Councilwoman Lorie Zapf, who chairs the council committee, echoed the concerns of restaurateurs who feel that food trucks are able to come into commercial districts without having to pay the high rents that restaurants must pay.

“A lot of (the restaurants) were here first, and I don’t think it’s right to pull right up to another business,” she said.

Efforts to more strictly regulate food trucks have been closely watched by the Southern California Food Vendors Association, which has sued a dozen cities over what it sees as anti-competitive regulations. All but one of those cities has backed off on efforts to ban such operations, said Matt Geller, CEO of the vendors association.

“What we’ve seen is this knee-jerk reaction by cities to have food trucks on one side and restaurants on the other, and they want this compromise,” Geller said in an interview. “These (restrictions) are really just a veiled attempt to restrict competition instead of what they should be doing, which is protecting public safety.”

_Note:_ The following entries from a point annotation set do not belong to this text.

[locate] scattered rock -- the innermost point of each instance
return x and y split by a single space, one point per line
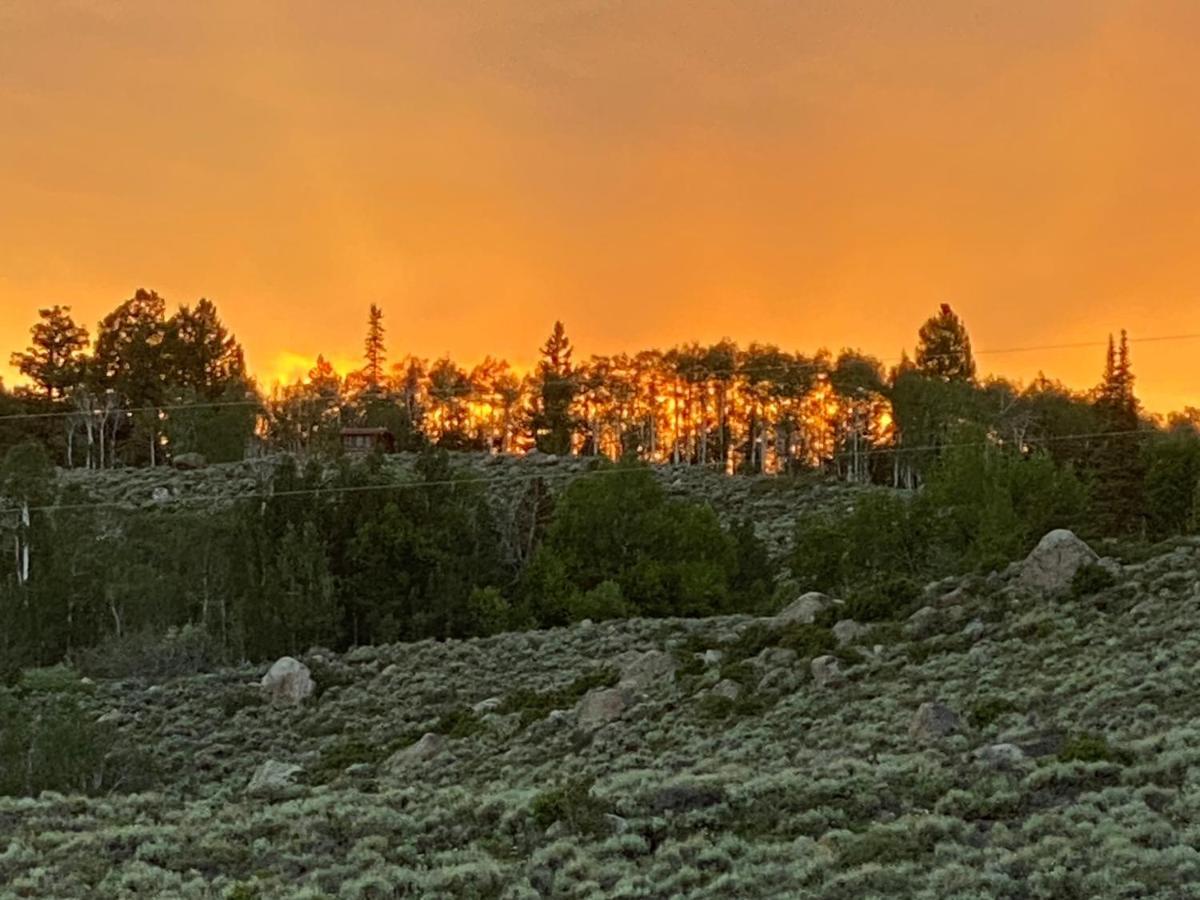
615 823
363 654
777 658
190 462
847 631
923 623
274 779
1051 565
1000 757
288 681
826 671
599 707
727 689
934 720
430 747
805 609
779 681
647 670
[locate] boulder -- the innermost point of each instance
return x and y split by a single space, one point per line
923 623
975 629
727 689
847 631
779 681
648 669
427 748
775 658
933 721
804 610
288 681
1051 565
190 462
1000 757
363 654
826 671
599 707
274 779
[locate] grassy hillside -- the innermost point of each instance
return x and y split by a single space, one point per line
699 759
769 502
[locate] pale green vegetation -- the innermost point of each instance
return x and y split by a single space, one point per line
791 790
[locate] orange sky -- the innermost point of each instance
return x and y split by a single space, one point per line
799 172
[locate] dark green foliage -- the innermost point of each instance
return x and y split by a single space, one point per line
145 654
573 804
718 708
336 757
1173 474
459 723
1093 748
54 744
887 845
1090 580
989 709
943 348
618 545
889 600
533 706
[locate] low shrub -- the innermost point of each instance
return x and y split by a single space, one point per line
988 711
573 804
1090 580
534 706
888 600
1093 748
179 652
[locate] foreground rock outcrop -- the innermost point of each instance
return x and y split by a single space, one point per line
1051 565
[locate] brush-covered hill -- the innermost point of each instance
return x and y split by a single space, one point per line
1003 741
768 502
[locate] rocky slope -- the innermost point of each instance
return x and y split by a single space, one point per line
1003 741
769 502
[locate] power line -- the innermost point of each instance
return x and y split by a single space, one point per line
544 477
787 367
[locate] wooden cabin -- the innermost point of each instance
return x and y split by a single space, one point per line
367 441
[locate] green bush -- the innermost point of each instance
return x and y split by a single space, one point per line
54 744
989 709
533 706
1093 748
1090 580
888 600
178 652
573 804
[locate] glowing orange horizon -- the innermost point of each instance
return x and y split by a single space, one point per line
808 174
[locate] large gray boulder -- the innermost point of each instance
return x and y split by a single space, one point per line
274 780
826 671
430 747
600 707
1053 564
805 609
647 670
849 631
190 462
288 681
933 721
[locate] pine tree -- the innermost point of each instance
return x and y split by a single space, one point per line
376 351
1119 492
943 348
552 421
54 359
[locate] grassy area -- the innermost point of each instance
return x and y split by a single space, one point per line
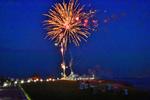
70 90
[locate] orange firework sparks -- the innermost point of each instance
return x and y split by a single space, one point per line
67 23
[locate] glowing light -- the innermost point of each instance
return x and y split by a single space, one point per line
15 82
5 84
68 23
65 23
22 81
41 80
29 80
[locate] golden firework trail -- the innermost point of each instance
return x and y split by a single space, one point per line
67 23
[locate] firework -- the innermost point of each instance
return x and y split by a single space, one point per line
69 23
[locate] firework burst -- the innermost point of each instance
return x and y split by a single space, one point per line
69 23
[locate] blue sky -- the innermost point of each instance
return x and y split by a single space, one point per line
120 47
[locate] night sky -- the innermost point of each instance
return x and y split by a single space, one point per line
120 47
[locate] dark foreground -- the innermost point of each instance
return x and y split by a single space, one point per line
11 93
70 90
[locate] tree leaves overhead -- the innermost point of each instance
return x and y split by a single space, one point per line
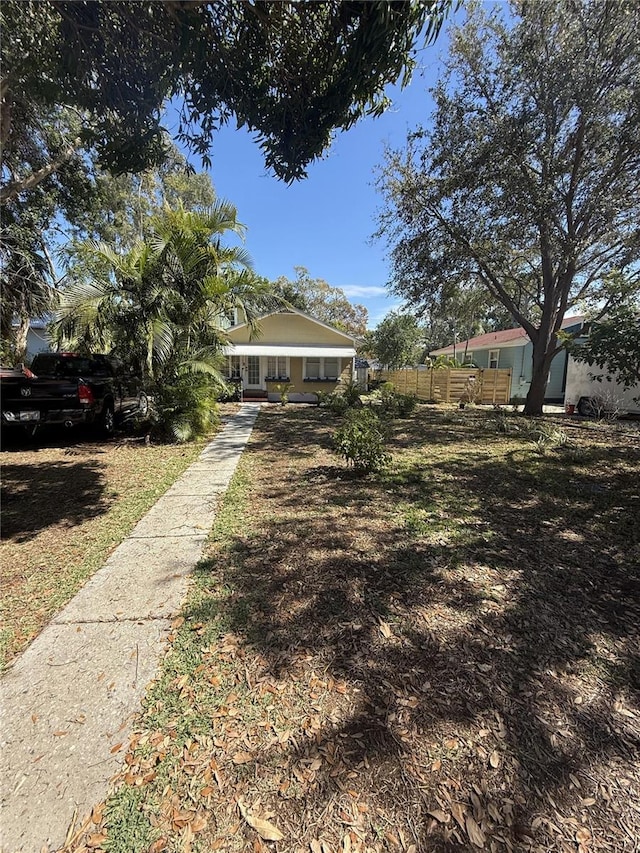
290 72
528 179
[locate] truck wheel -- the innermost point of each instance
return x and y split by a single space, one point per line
589 407
106 422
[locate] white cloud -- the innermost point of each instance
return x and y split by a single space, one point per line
375 318
364 291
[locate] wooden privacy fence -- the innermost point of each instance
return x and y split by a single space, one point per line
452 385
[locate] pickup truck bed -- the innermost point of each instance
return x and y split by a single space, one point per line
68 389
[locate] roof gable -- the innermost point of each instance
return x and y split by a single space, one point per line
495 340
292 326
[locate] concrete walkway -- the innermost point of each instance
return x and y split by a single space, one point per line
69 701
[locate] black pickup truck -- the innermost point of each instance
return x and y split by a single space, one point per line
68 389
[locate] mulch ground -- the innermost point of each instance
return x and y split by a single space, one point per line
444 657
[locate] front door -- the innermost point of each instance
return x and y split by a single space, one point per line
253 379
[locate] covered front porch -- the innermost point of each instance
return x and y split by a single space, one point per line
260 368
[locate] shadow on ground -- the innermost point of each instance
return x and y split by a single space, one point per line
474 610
44 494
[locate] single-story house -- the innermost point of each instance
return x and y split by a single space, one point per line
511 348
293 348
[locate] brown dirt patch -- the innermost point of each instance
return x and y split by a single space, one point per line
440 658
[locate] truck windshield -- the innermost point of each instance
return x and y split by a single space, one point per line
63 366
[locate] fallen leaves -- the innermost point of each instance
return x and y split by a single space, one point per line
265 829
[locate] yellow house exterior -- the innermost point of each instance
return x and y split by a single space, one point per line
290 347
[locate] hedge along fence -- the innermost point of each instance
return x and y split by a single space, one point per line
452 385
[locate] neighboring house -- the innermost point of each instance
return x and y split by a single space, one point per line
37 337
293 348
511 348
589 395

City Councilman Scott Sherman expressed concern about different treatment for certain areas of the city, which he fears could open up the city to litigation.

In San Diego County, Oceanside, Carlsbad and Vista have loosened their food truck rules without creating much of a stir, but other cities have wrestled with the same kinds of issues San Diego is facing.

Last year, Escondido’s City Council decided to loosen regulations that had outlawed most of the gourmet-style food trucks in the city.

This article orginally appeared in the San Diego Union Tribune on February 12, 2014.